Mitte November waren binnen 48 Stunden Schäden an einem Telekommunikationskabel zwischen Deutschland und Finnland sowie an einem derartigen Kabel zwischen Schweden und Litauen gemeldet worden. Das chinesische Frachtschiff "Yi Peng 3", das zu dem Zeitpunkt in dem Gebiet in schwedischen Hoheitsgewässern fuhr, geriet in Verdacht, die Kabel beschädigt zu haben. China wies die Vorwürfe zurück.
Die Schäden an den beiden wichtigen Unterwasserkabeln ließen bei europäischen Politikern den Verdacht auf Sabotage durch Russland im Zusammenhang mit dem Ukraine-Krieg laut werden, Finnland, Schweden und Deutschland nahmen Ermittlungen auf.
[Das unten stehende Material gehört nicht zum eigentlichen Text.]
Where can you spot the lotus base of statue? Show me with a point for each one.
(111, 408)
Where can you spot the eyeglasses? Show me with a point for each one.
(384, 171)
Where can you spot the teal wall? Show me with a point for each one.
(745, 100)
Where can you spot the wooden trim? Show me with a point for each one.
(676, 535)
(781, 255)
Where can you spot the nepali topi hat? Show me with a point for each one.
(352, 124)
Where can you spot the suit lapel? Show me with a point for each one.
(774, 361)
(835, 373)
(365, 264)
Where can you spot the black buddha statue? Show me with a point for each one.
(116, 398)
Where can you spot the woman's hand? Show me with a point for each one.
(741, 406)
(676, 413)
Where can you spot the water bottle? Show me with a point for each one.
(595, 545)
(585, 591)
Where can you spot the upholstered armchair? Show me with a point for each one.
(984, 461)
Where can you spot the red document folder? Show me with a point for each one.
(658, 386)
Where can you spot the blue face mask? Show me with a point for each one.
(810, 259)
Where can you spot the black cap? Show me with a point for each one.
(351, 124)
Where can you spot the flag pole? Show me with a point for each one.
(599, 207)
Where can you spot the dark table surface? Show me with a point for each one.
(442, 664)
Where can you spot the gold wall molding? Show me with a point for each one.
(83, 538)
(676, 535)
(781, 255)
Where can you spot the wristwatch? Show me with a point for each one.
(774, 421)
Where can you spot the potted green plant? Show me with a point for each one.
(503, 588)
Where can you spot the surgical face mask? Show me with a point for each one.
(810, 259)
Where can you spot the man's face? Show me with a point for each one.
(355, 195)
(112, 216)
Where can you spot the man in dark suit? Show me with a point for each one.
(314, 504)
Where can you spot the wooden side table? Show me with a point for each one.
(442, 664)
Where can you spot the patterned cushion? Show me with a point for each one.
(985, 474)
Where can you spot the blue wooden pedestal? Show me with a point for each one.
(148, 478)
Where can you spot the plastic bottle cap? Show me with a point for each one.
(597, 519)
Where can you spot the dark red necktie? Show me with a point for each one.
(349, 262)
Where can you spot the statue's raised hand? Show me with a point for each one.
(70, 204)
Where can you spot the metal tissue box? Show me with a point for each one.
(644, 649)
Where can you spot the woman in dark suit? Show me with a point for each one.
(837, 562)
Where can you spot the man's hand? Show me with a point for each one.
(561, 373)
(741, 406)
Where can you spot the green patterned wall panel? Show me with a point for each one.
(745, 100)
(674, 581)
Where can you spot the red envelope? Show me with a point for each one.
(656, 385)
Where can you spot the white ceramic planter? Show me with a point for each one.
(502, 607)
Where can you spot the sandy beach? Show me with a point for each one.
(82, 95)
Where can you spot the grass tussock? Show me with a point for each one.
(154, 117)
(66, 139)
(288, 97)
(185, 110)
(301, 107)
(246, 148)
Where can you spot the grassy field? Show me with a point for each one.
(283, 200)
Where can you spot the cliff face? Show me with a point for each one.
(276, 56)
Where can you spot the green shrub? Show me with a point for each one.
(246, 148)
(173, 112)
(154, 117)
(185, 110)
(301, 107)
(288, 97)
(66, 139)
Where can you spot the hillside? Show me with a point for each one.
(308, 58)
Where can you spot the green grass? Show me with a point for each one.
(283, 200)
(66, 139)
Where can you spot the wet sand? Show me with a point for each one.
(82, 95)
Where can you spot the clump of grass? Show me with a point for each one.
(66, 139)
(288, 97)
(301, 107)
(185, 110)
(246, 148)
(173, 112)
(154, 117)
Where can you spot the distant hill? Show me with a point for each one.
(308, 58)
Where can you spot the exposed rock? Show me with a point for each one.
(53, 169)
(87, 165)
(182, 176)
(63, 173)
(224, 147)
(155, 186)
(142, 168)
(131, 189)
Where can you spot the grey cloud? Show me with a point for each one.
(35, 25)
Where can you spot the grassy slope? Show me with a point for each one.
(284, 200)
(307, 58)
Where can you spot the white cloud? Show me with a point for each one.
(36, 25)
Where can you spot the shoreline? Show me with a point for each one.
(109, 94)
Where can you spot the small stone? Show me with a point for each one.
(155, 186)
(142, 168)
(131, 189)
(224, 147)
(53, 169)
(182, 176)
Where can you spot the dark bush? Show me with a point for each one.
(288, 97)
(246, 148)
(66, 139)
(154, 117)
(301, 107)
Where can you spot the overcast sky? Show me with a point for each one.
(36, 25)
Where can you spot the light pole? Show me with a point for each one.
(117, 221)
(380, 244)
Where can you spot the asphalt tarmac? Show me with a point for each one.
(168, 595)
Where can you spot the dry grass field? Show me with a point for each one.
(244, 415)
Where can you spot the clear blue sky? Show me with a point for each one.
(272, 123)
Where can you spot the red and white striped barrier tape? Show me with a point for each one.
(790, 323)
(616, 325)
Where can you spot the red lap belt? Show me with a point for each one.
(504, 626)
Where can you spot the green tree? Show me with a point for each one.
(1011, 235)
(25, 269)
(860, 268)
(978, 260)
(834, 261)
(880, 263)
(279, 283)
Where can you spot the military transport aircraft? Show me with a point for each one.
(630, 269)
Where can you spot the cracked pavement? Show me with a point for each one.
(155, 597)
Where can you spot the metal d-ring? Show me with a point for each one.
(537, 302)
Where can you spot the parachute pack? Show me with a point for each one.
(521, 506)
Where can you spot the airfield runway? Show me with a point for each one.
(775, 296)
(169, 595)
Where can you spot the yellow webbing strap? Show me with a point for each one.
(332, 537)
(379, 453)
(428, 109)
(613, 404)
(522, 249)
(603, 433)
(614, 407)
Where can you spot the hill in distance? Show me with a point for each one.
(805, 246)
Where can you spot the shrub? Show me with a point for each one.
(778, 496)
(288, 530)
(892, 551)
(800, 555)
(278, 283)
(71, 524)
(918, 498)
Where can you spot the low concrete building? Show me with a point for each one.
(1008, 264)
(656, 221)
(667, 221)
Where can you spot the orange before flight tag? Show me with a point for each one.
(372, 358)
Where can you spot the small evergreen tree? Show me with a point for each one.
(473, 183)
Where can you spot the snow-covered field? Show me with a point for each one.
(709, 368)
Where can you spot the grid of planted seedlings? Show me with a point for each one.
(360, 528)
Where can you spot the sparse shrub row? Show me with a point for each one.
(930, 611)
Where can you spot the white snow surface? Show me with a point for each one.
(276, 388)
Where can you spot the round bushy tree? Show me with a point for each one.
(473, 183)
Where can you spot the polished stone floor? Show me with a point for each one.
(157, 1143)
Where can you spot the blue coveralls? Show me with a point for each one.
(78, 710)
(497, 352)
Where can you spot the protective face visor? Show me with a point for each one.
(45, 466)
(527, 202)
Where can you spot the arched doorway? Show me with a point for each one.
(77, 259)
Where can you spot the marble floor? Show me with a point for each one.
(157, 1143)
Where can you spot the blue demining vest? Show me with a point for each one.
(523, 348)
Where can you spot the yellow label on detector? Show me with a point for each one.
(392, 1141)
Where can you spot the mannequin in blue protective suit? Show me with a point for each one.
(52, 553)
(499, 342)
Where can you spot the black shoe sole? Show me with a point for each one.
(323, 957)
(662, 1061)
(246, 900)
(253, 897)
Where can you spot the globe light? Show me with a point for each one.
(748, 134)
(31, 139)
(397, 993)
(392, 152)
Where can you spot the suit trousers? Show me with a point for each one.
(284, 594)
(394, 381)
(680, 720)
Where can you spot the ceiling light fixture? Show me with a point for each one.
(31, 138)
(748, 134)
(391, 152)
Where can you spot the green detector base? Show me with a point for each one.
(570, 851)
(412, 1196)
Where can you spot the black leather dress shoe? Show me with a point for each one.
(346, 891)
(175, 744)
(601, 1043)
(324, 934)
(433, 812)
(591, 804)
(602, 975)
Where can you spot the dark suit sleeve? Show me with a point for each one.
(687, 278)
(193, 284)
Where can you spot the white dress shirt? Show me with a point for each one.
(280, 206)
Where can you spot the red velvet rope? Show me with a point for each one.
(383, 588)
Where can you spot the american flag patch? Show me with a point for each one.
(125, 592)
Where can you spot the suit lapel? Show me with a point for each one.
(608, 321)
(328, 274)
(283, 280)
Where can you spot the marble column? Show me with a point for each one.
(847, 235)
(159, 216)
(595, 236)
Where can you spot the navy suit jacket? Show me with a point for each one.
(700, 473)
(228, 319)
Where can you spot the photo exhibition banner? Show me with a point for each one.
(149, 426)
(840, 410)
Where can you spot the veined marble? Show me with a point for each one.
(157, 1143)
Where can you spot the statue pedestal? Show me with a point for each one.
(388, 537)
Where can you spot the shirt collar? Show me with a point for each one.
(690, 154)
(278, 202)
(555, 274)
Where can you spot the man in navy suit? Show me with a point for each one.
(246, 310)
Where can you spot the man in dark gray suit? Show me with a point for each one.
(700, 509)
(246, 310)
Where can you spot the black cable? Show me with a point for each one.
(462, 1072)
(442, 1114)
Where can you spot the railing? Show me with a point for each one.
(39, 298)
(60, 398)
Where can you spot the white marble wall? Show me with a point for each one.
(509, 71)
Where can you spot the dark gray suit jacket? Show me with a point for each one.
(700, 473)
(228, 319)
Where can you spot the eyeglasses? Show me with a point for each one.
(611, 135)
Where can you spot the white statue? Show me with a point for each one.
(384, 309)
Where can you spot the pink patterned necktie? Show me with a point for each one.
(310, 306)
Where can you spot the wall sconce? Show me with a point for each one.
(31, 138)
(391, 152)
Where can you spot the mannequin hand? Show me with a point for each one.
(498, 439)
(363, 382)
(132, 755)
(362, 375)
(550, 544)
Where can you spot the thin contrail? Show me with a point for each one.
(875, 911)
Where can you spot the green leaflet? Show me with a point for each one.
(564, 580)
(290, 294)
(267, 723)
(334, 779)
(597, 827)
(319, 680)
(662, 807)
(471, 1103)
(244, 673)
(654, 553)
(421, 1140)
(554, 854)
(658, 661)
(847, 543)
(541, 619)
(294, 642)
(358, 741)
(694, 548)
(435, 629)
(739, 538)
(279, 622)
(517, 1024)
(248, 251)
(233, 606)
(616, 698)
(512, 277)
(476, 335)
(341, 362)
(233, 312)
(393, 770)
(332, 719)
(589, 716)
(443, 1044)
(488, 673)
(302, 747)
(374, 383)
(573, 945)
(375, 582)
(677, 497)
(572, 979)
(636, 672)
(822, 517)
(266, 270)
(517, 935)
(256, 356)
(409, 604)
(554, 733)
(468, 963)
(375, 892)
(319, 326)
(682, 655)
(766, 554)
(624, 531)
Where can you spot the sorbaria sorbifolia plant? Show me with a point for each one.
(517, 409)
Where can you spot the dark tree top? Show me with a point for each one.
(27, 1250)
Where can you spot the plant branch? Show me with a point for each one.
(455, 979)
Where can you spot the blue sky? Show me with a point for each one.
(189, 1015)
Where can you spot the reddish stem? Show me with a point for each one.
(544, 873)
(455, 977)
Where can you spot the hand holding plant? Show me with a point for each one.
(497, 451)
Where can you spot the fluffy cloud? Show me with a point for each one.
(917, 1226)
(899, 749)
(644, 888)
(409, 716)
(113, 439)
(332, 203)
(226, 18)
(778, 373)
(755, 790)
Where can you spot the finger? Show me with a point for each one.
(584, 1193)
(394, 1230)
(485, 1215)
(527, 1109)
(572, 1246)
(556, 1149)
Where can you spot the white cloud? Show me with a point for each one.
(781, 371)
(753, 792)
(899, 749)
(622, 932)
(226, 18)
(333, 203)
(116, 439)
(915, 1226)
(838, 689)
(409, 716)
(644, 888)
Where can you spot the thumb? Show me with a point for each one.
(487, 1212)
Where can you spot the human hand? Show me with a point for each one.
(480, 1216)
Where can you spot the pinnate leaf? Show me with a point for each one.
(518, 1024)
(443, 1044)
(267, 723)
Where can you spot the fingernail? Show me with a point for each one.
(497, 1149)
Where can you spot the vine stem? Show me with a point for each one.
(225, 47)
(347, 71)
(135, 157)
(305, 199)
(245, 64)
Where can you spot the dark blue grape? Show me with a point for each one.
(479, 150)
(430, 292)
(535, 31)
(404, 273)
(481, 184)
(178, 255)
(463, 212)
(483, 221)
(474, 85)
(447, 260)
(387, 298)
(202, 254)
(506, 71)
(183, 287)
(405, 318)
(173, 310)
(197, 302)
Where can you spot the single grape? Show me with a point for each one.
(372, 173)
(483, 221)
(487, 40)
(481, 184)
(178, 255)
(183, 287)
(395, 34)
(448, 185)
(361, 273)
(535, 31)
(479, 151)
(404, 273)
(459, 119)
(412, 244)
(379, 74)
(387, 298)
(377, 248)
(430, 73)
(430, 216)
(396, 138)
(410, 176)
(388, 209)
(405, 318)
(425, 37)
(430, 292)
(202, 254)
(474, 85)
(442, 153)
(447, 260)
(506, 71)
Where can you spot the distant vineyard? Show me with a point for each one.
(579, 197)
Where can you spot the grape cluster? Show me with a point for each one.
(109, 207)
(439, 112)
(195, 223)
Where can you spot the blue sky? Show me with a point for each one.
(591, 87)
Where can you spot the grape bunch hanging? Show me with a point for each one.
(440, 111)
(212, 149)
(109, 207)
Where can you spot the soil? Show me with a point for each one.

Russland wies den Vorwurf der Sabotage als "absurd" und "lächerlich" zurück. Die Spannungen im Ostsee-Raum haben seit dem Beginn des russischen Angriffskrieges in der Ukraine im Februar 2022 deutlich zugenommen.
Die "Yi Peng 3" lag seit dem 19. November im Kattegat in internationalen Gewässern zwischen Schweden und Dänemark vor Anker. Am Donnerstag hatten Beamte aus Deutschland, Schweden und Finnland an einer von China geleiteten Inspektion des Frachters teilgenommen. Inzwischen hat das Schiff seine Fahrt fortgesetzt und das Kattegat verlassen.
Peking bestätigte am Montag, dass das Schiff ausgelaufen sei, "um das physische und psychische Wohlbefinden der Besatzung zu gewährleisten". Die Reederei habe "nach einer umfassenden Bewertung und Konsultation mit den relevanten Parteien beschlossen, den Betrieb wieder aufzunehmen", sagte Außenministeriumssprecherin Mao Ning. China habe zuvor alle betroffenen Länder informiert und sei "bereit, die Kommunikation und Zusammenarbeit" mit ihnen aufrechtzuerhalten, "um das weitere Vorgehen bei dem Vorfall voranzubringen".